9' Practice Tunnel w/22" Diameter
The perfect solution for an affordable, yet durable tunnel for backyard practice! Featuring a steel coil that is sewn inside the lining (nothing will catch on the dog), and like a big slinky it condenses up for easy lightweight storage. The material has the weight and feel of lightweight canvas. It is durable, resists the roughness of dogs claws, yet only weighs between 8-12 lbs!9' Tunnel (the most popular size) has a 22" diameter, and comes in Royal Blue w/red stripes (see picture above). It can be curved, and has a special flap for attaching two tunnels together to make one long one!
"How do these tunnels compare to competition tunnels?"
Minimum standards for "regulation" tunnels are 10 to 20 feet long, with an entrance 22-26 inches in diameter (usually 24"). Our portable 9 foot tunnel has a 22" diameter, and is made of a different, lightweight material. The competition tunnels are very heavy in construction, and are a challenge for one person alone to move and carry. (approx.50 lbs) They are great if many dogs are going to be running through it, but not so good for one-person set-up, storage space, or for the budget. But one advantage of competition tunnels for serious home practice may be the extra 2" of diameter size. Big dogs have to do a little crouching to get through any size tunnel, but the smaller the diameter, the more they learn to "crouch" when running through, and it could slow their performance if all you train with is the smaller diameter tunnel. Many people with big dogs are content to use the practice tunnels at home anyways, because competitions COULD have a tunnel with a 22" diameter. (though we've never seen one). (although to complicate matters more, the braces we include with the practice tunnels push against the material, causing it to lose approx. another inch).
"How do I keep my tunnel from rolling in the wind?"
These tunnels need to be staked down so the wind doesn't blow it away, and also so they don't move when your dog barrels through it at lightning speed. One way is pound garden stakes/poles on each side of your tunnel. Two on each end is sufficient. Another way is to use gallon milk jugs weighted down with sand or gravel (or water), and get a bungee cord to hook on the handles and go over the top.
"How do I care for my practice tunnel?"
These tunnels are ideal for both indoor and outdoor use. Their weathering qualities are like canvas tents: you can leave them out and they will dry if wet. Prolonged exposure to the hot sun with not enough moisture can dry it out, however, so we suggest bringing them in if you don't think you will be using it for a week or more, especially in the summer. It also helps to periodically treat your tunnel with a waterproofing spray such as Scotchguard, available in your local Walmart or camping supply store. It is a spray used to treat canvas tents and make them more water repellant.
"My dog loves the tunnel already. Why should I have one for my own practice?"
Actually, this is the reason why you should get one. When practicing, the tunnel works great for a reward... to break up the monotony of other obstacles he might not like as well. For example, after your dog does a stay on the pause table, use the tunnel as your next obstacle! Or after the weave poles. Your dog will be much more eager to learn the more difficult obstacles if he has his favorite obstacle in the lineup.

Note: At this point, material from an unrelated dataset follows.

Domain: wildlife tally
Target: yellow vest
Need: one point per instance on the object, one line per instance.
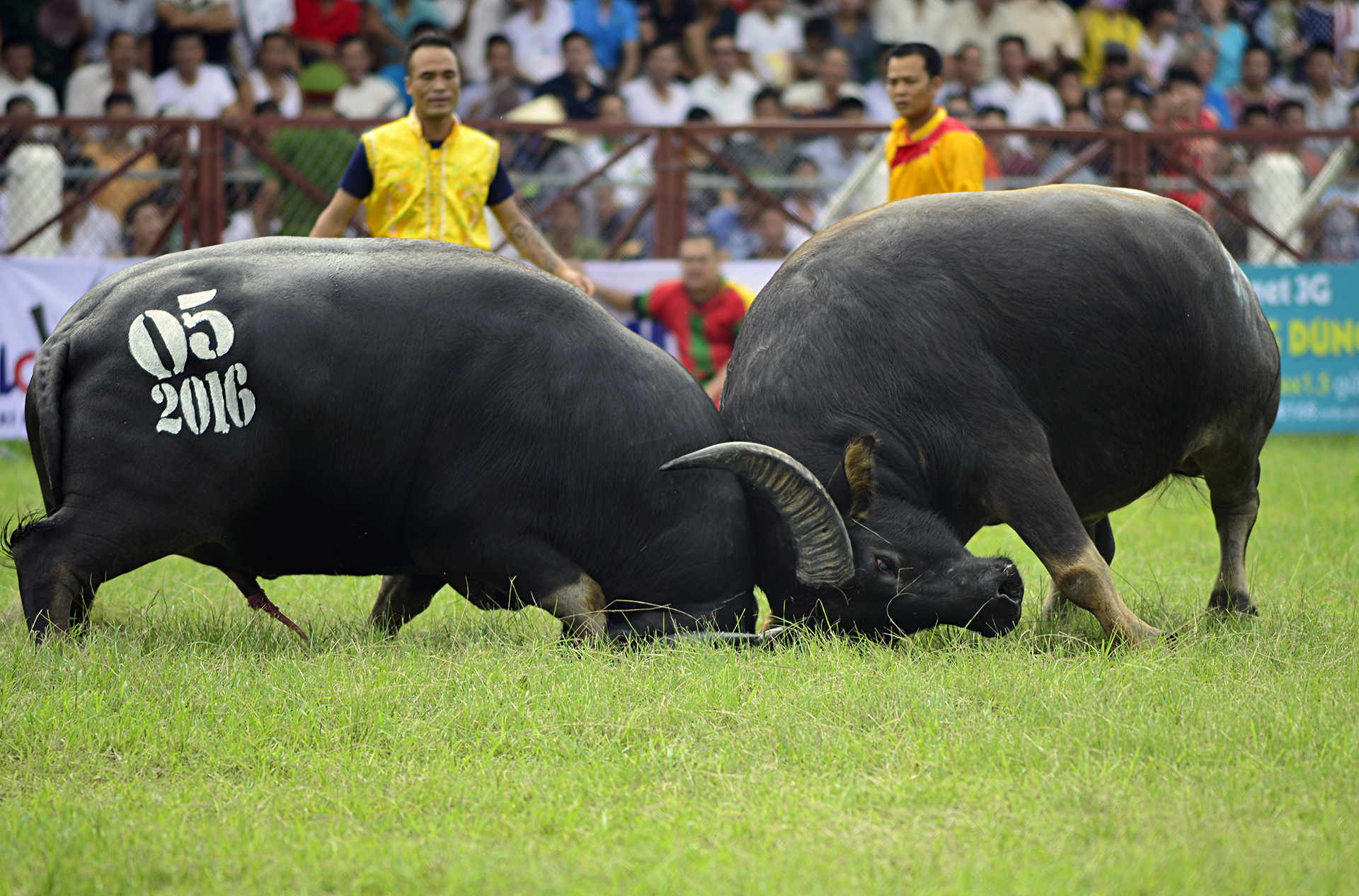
(425, 193)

Also, the tunnel IS one of the obstacles that is most often used for tricky "traps" in a trial. By having your own tunnel, you can do many different control exercises that will make him less apt to fall for these tunnel traps. In advanced agility training, you will want to teach your dog to "go ahead' into the tunnel ahead of you, and you will want to do "cross behinds", and "call-offs" using the tunnel too.